[arin-ppml] Draft Policy ARIN-2014-11: Improved Registry Accuracy Proposal
Morizot Timothy S
Timothy.S.Morizot at irs.gov
Fri Mar 21 23:59:39 EDT 2014
And the discussions on 2014-9 today clarified the central thing that bothered me about this proposal.
> Section 2, Adds to "Definitions"
> Legacy Internet Resource
> Any Internet Resource obtained prior to or otherwise outside the
> current system of hierarchical distribution (by allocation or
> assignment) through the Regional Internet Registries.
> Legacy Internet Resource Holder
> The holder of a Legacy Internet Resource. Either by receiving these
> resources directly or by receiving (part of) Legacy Internet Resources
> from a Legacy Internet Resource Holder.
I do not agree with the above definitions. A set of numbers is just a set of numbers. Rather, if we're going to add formal definitions I would suggest something more like the following.
Legacy Internet Resource Holder
An organization that received a resource allocation prior to or
otherwise outside the current system of hierarchical distribution
(by allocation or assignment) through the Regional Internet Registries.
Legacy Internet Resource
A resource held by a Legacy Internet Resource Holder that was allocated
To the holder prior to or otherwise outside the current system
of hierarchical distribution (by allocation or assignment) through
the Regional Internet Registries.
I see no reason to assign special status to a number allocation independent of its association with the organization that obtained the legacy allocation. And I'm not at all convinced that this proposal is actually intended or designed to promote improved registry accuracy.
I will also note that if registry degradation reduces the value of IPv4 Internet numbers, I'm also not entirely convinced that's a bad thing. One of a number of my hats at work is the "IPv6 Transition Technical Lead" hat. (The title sounds more impressive than it actually is. I also have other impressive-sounding labels I rarely use associated with other hats I wear. I normally describe myself as "no-one of consequence" mostly to see who catches the joke.) So I'm neck deep, at least, in the IPv6 transition effort. (And we've done pretty well, I think. Most of our Internet-facing stuff is IPv6 enabled. Our "Trusted Internet Connection Access Points" or TICAPs are mostly dual-stacked for services in both directions. And we've IPv6 enabled our 13 largest sites with more to follow after filing season. We're at the point where we're actively discussing when we believe we can start removing IPv4 from portions of our enterprise network.) With that role in mind, I've supported proposals to raise the free pool allocation needs justification to two years to match the transfer utilization policy. I would probably support reducing the needs-based requirements overall. (I don't think policy should let someone come in and request all of ARIN's free IPv4 and IPv6 pools just because, but I do think the IPv4 needs based rules could and should be greatly relaxed.) But I am not at all in favor of granting special status to legacy IPv4 resources once they leave the hands of the actual legacy holder.

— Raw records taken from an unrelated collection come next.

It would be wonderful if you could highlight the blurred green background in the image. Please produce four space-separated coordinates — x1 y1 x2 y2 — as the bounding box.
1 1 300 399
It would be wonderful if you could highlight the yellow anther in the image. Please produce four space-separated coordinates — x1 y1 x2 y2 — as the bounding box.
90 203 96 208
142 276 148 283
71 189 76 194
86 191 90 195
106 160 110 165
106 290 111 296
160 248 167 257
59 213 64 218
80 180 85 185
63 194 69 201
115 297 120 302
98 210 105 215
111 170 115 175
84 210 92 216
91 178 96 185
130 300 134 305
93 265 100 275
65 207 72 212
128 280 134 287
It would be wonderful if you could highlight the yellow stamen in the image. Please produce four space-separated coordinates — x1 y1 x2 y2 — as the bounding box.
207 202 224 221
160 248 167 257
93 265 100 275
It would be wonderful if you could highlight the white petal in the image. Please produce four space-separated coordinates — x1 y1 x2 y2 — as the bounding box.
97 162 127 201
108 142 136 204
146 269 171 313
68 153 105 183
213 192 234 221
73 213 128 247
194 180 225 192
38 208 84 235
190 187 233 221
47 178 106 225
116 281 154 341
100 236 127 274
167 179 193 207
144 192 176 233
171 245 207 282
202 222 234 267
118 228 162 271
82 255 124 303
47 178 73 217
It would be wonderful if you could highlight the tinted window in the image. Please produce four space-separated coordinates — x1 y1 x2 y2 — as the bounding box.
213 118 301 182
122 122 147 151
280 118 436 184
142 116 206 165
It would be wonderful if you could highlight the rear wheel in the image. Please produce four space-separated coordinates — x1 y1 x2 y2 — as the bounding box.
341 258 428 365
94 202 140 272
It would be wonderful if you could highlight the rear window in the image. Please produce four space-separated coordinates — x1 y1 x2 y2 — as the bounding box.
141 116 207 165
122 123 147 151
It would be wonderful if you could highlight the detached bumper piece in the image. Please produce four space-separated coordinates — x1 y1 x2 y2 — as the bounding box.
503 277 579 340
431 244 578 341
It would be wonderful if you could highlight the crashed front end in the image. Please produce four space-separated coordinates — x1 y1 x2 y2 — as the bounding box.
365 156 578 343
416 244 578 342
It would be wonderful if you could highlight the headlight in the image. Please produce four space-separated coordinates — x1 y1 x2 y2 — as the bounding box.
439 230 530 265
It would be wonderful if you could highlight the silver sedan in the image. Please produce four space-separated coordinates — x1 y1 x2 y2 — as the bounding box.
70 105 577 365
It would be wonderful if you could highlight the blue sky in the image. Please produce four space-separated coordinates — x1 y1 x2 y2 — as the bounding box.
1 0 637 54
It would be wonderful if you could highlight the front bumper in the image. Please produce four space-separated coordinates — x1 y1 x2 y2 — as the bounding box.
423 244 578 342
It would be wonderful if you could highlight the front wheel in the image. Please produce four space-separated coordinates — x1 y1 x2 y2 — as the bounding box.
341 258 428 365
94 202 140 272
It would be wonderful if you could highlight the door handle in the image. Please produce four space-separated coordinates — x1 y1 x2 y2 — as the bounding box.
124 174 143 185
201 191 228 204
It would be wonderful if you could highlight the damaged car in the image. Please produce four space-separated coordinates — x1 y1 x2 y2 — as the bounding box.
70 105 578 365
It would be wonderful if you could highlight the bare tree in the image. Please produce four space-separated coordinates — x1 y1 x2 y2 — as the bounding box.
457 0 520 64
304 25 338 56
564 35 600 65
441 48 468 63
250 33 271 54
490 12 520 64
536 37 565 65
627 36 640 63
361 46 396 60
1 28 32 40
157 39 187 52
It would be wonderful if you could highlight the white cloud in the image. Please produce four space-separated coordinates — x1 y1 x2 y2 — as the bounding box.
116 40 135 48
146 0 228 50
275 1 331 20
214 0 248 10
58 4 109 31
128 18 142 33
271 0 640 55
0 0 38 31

Basically, I don't believe that "legacy" resources should be treated any differently on the transfer market than non-legacy resources. Equal footing for all. And if people choose to cease using the registry and thus degrade the value and utility of those IPv4 resources, I'm not sure I have a problem with that scenario. I certainly don't think it's a crisis. In fact, I think anything that pushes the Internet toward IPv6 and away from the IPv4 swamp will end up being a plus in the long term.
So I don't support this proposal as written. I would consider a proposal that expanded the time frame for free pool allocations to match that of the transfer market or that eliminated all needs based criteria for all IPv4 transfers. But I don't support trying to carve out one subset of IPv4 resources for special treatment on the transfer market.
And while I fully support ARIN's position of providing free basic registry support to legacy resource holders with no contractual relationship with ARIN and thus contributing not even a nominal sum to support those services, I do not support making that basic support transferable simply because someone "acquires" a resource from someone who had originally obtained the allocation prior to ARIN's formation. Or because someone obtains a resource from someone who had obtained a resource ... ad nauseum. TANSTAAFL. I appreciation the registry and reverse DNS support ARIN provided us for years before we signed an LRSA agreement. I think they provide a valuable Internet service through that support. But I see no reason to make it a transferable burden on ARIN. Nor do I see any value provided to the Internet community by doing so.